I feel this becomes unmanageable very fast with extra components whose sole purpose is to wrap the children in a context provider. In order to solve this issue, let’s leverage the Higher-Order-Component (Hoc) pattern.

First we create a HoC that will take an array of Providers and return a component wrapped with the same providers

const hasProperty = (object, key) =>
  object ? Object.hasOwnProperty.call(object, key) : false;
const hasProps = (arg) =>
  hasProperty(arg, 'provider') && hasProperty(arg, 'props');

export const withContextProviders = (...providers) => (Component) => (props) =>
  providers.reduceRight((acc, prov) => {
    let Provider = prov;
    if (hasProps(prov)) {
      Provider = prov.context;
      const providerProps = prov.props;
      return <Provider {...providerProps}>{acc}</Provider>;
    }
    return <Provider>{acc}</Provider>;
  }, <Component {...props} />);

The code looks cryptic, but is actually pretty straightforward. withContextProviders expects an array of context providers as the first argument and then the component itself. Using a reducer function, we create a providers tree, wrapping each provider with the previous provider, starting with the component.

Compo

There are multiple ways to use this HoC:

  1. Passing the providers directly to the withContextProviders HoC.
const App = () => {
  return (
      <Layout>
    	  <Main/>
      </Layout>
  );
}

export withContextProviders(ThemeProvider, I8nProvider, UserProvider)(App);
  1. Using objects, passing additional props to individual providers, specially useful when initializing a context with some default value.
const App = () => {
  return (
      <Layout>
    	  <Main/>
      </Layout>
  );
}

export withContextProviders({provider: ThemeProvider, props: {darkMode: true}}, {provider: I8nProvider, props: {lang: 'en'}})(App)
  1. Same as #2, but we maintain a providers array and pass that as an argument to withContextProvider which improves code readability.
const providers = [{provider: ThemeProvider, props: {darkMode: true}}, {provider: I8nProvider, props: {lang: 'en'}}]

const App = () => {
  return (
      <Layout>
    	  <Main/>
      </Layout>
  );
}

export withContextProviders(...providers)(App)

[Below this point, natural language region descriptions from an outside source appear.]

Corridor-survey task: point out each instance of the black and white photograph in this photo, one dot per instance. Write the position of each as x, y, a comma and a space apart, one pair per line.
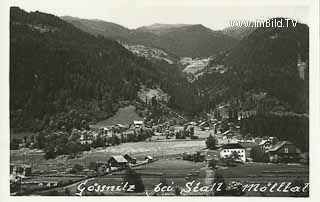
159, 98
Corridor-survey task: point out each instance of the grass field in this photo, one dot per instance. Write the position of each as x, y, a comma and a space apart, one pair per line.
173, 171
136, 149
124, 116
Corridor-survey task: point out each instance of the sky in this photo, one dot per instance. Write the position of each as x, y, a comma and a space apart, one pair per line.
135, 13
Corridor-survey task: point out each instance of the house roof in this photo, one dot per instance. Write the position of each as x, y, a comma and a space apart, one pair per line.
119, 159
226, 132
278, 145
137, 122
248, 144
232, 146
263, 142
127, 156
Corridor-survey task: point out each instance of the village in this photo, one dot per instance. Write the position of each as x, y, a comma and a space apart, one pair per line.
200, 146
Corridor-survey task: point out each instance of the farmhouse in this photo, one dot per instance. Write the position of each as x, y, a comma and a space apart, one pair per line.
228, 150
130, 159
148, 158
118, 161
248, 147
24, 170
284, 151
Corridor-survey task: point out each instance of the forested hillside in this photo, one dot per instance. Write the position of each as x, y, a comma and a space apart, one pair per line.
178, 40
57, 69
266, 61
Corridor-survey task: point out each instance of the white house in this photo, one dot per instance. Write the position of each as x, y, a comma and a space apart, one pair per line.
228, 149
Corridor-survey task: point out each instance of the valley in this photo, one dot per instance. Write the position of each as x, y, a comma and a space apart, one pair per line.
93, 101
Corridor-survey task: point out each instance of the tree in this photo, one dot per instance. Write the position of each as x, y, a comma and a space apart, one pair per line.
259, 155
134, 178
77, 168
14, 143
211, 142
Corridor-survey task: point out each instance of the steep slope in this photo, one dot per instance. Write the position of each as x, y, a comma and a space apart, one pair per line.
176, 39
99, 27
56, 68
238, 32
270, 60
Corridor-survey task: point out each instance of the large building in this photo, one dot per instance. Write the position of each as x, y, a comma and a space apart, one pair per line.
236, 149
284, 151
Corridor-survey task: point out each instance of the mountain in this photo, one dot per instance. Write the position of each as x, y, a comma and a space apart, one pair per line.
176, 39
57, 69
272, 61
99, 27
238, 32
158, 28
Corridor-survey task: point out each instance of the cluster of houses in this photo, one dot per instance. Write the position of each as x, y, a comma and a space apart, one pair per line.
277, 151
88, 136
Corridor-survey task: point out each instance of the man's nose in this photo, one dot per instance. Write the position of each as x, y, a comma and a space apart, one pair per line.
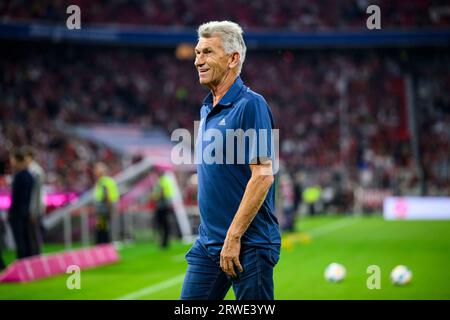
199, 61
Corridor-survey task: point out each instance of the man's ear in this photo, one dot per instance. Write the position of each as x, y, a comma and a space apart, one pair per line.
235, 58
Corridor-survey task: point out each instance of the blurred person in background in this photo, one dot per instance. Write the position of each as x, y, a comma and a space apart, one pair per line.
37, 205
106, 195
311, 197
2, 235
162, 195
19, 211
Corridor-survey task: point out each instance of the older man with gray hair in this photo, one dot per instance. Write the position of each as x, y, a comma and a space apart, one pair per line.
239, 238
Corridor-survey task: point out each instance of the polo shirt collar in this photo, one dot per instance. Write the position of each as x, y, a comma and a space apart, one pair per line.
229, 97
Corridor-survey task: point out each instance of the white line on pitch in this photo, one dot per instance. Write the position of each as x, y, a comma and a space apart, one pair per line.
330, 227
153, 288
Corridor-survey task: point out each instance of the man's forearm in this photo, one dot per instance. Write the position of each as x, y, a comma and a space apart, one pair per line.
254, 196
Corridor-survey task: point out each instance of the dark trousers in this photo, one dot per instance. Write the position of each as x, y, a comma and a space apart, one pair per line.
102, 233
35, 237
205, 280
21, 232
162, 224
2, 263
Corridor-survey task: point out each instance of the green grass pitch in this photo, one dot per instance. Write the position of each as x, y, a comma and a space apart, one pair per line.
147, 272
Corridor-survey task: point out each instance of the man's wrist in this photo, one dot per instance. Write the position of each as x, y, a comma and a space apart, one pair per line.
234, 236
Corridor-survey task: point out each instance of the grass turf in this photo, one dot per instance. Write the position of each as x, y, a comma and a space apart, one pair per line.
424, 246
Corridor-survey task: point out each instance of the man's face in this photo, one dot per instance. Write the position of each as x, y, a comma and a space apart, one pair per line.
211, 61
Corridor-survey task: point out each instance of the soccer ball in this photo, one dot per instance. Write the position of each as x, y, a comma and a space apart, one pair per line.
401, 275
335, 272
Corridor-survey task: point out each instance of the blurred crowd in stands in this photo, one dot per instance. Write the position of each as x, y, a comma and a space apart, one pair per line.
343, 115
254, 14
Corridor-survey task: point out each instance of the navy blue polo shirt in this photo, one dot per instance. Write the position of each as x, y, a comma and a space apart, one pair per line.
224, 171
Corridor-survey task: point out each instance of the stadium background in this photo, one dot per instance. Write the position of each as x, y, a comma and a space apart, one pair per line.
362, 114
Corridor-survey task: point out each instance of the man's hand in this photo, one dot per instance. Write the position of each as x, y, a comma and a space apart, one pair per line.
229, 256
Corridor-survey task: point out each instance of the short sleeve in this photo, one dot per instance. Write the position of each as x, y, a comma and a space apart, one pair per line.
258, 125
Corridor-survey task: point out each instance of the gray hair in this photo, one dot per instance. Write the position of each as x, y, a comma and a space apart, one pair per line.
231, 35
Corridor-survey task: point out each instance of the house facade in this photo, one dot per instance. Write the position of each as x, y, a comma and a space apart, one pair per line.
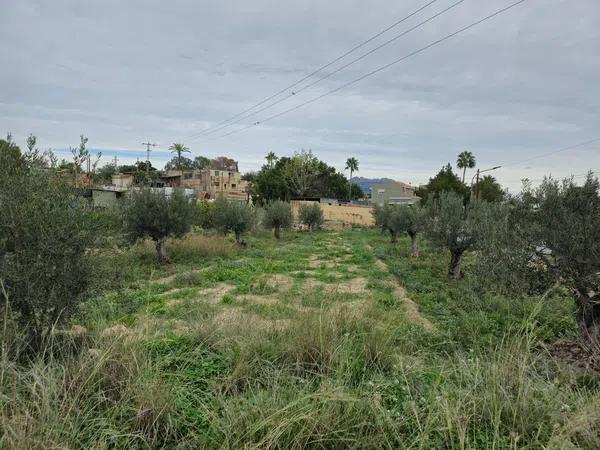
393, 193
218, 180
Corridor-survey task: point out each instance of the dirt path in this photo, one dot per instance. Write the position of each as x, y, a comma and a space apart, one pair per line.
410, 307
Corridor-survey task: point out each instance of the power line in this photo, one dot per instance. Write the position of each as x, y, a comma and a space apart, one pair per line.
287, 88
581, 144
373, 72
148, 145
327, 75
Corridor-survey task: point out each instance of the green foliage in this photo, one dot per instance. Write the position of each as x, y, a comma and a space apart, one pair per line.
204, 215
445, 181
488, 189
381, 215
409, 219
152, 214
177, 163
233, 217
278, 215
201, 162
311, 215
459, 228
569, 219
45, 235
466, 160
302, 175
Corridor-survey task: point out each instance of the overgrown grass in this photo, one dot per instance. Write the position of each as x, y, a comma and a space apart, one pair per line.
159, 360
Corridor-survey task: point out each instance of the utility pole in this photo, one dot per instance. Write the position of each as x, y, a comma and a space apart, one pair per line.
148, 145
477, 176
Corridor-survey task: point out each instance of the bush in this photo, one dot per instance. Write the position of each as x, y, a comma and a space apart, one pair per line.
399, 219
45, 232
381, 215
311, 215
151, 214
204, 215
278, 215
233, 217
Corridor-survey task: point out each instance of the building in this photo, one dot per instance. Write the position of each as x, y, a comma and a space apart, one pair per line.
222, 178
122, 180
393, 193
108, 197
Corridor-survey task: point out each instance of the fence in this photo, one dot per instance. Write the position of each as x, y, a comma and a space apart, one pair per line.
344, 214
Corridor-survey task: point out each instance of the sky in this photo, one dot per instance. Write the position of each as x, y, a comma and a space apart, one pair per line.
512, 90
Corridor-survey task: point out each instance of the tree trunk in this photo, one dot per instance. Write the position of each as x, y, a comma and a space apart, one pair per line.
162, 252
350, 188
587, 313
454, 272
414, 249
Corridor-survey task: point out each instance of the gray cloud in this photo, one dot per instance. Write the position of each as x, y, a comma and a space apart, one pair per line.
520, 85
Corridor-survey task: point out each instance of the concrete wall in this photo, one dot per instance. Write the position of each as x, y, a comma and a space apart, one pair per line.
347, 215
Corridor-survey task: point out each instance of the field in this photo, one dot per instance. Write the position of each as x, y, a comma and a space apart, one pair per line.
320, 340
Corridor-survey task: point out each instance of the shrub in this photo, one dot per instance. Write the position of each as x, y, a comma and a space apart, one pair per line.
204, 215
233, 217
311, 215
381, 215
278, 215
402, 219
45, 232
151, 214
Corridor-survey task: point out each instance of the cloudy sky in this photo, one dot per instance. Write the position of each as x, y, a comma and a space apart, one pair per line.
514, 88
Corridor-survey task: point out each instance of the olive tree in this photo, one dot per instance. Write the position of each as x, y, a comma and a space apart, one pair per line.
569, 224
311, 215
456, 227
398, 219
278, 215
233, 217
150, 213
46, 230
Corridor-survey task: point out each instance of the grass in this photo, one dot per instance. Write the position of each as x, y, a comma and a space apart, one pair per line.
262, 348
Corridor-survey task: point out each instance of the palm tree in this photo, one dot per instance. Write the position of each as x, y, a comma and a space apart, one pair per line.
352, 166
271, 158
466, 160
179, 149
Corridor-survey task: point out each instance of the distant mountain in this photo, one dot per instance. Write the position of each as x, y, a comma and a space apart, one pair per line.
366, 183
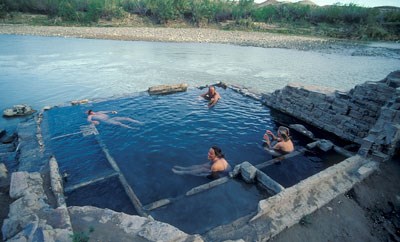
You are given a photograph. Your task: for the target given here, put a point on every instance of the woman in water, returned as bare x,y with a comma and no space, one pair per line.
217,166
284,144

Using the HoC, our App component became much cleaner. And the App component itself can now consume values from the context.

Conclusion

In this article, We revisited the Context API is and it’s usage using a Hook design pattern. We also explored how an application can have multiple providers, and lastly how we can clean up a bit using a Higher Order Component. Hopefully, you have found this useful.